The following tables indicate the Liberal Party primary vote and share of the total Coalition vote in the second last Newspoll of the 2001, 2004 and 2006 campaigns and the two previous polls, extending on to the election result for 2001 and 2004.
Not that too much should be made of this: there is little doubt that the leadership change has been a disaster, and that Bob Quinn would have had the Liberals in a less bad position. Elsewhere, Mark Bahnisch at Larvatus Prodeo asks "why state oppositions are hopeless". Instructive newspaper report: "A Victorian Liberal candidate has been caught distancing himself from his party in an apparent bid to boost his chances in the November state election".
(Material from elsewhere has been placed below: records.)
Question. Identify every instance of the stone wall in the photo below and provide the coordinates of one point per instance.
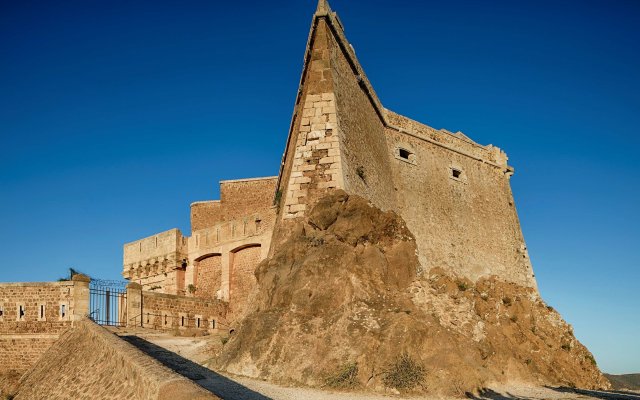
(89, 362)
(171, 263)
(33, 315)
(168, 312)
(247, 196)
(205, 213)
(208, 281)
(453, 193)
(466, 224)
(243, 280)
(366, 161)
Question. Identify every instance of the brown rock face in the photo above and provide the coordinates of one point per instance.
(344, 295)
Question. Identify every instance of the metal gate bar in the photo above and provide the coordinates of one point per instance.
(108, 305)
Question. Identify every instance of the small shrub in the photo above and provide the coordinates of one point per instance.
(277, 198)
(345, 378)
(404, 374)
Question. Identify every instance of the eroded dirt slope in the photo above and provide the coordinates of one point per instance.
(344, 292)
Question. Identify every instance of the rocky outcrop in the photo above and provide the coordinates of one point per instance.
(342, 302)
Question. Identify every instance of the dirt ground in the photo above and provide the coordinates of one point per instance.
(189, 355)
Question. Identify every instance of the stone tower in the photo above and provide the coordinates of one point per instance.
(453, 193)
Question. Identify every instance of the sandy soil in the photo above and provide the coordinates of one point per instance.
(186, 355)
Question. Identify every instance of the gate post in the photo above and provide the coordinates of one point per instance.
(134, 305)
(80, 296)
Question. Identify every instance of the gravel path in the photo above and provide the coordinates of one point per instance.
(165, 349)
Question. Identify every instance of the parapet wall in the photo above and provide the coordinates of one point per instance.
(32, 317)
(89, 362)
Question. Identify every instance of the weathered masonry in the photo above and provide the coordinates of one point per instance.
(229, 238)
(453, 193)
(34, 314)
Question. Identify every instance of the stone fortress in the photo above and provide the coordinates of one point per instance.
(453, 193)
(472, 303)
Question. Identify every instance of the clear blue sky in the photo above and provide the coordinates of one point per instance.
(115, 116)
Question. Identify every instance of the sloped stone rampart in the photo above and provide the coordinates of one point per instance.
(89, 362)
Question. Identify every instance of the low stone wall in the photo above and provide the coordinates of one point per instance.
(89, 362)
(32, 317)
(167, 311)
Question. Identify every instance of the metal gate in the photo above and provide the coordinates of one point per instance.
(108, 302)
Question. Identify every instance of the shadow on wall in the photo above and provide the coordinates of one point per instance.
(215, 383)
(486, 394)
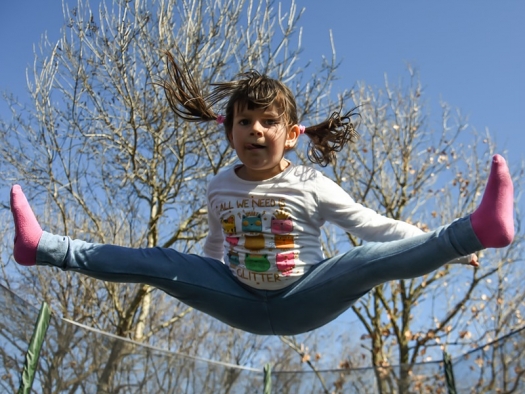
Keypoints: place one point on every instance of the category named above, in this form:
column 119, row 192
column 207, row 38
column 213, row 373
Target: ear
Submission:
column 230, row 139
column 292, row 136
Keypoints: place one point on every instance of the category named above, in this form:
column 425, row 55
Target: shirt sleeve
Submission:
column 336, row 206
column 213, row 245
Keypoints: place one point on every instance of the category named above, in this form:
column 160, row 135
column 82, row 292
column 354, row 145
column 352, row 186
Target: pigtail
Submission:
column 184, row 95
column 330, row 136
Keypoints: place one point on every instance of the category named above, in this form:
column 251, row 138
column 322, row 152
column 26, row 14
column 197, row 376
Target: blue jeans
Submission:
column 323, row 293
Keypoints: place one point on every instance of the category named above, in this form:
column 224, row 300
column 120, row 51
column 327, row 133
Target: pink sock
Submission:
column 493, row 221
column 27, row 229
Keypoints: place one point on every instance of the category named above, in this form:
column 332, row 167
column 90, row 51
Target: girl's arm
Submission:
column 214, row 243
On the Victorian Liberal campaign I remember Di Rule (wife of The Age’s Andrew Rule) plastered Burwood with posters and leaflets for months before the 2001 state election that didn’t mention the Liberal party once with absolutely no success.
I think Newton-Brown is mad to be distancing himself from the Liberal Party. As a Liberal, I would have expected him to romp in considering Tony Lupton’s margin, but he’s not anywhere near as well known as he thinks he is, and trying to win it without the Liberal linkage is madness. If he keeps along this line, he’ll just give another term to Lupton.
I really wonder why they didn’t do more to make sure Leonie Burke recontested her former seat, instead of bringing in Newton-Brown. Not only was she a very popular member (had it not been such an almighty landslide she’d have held her seat easily), but she was one of the brightest lights in their shadow cabinet, and would provide some talent they could badly do with.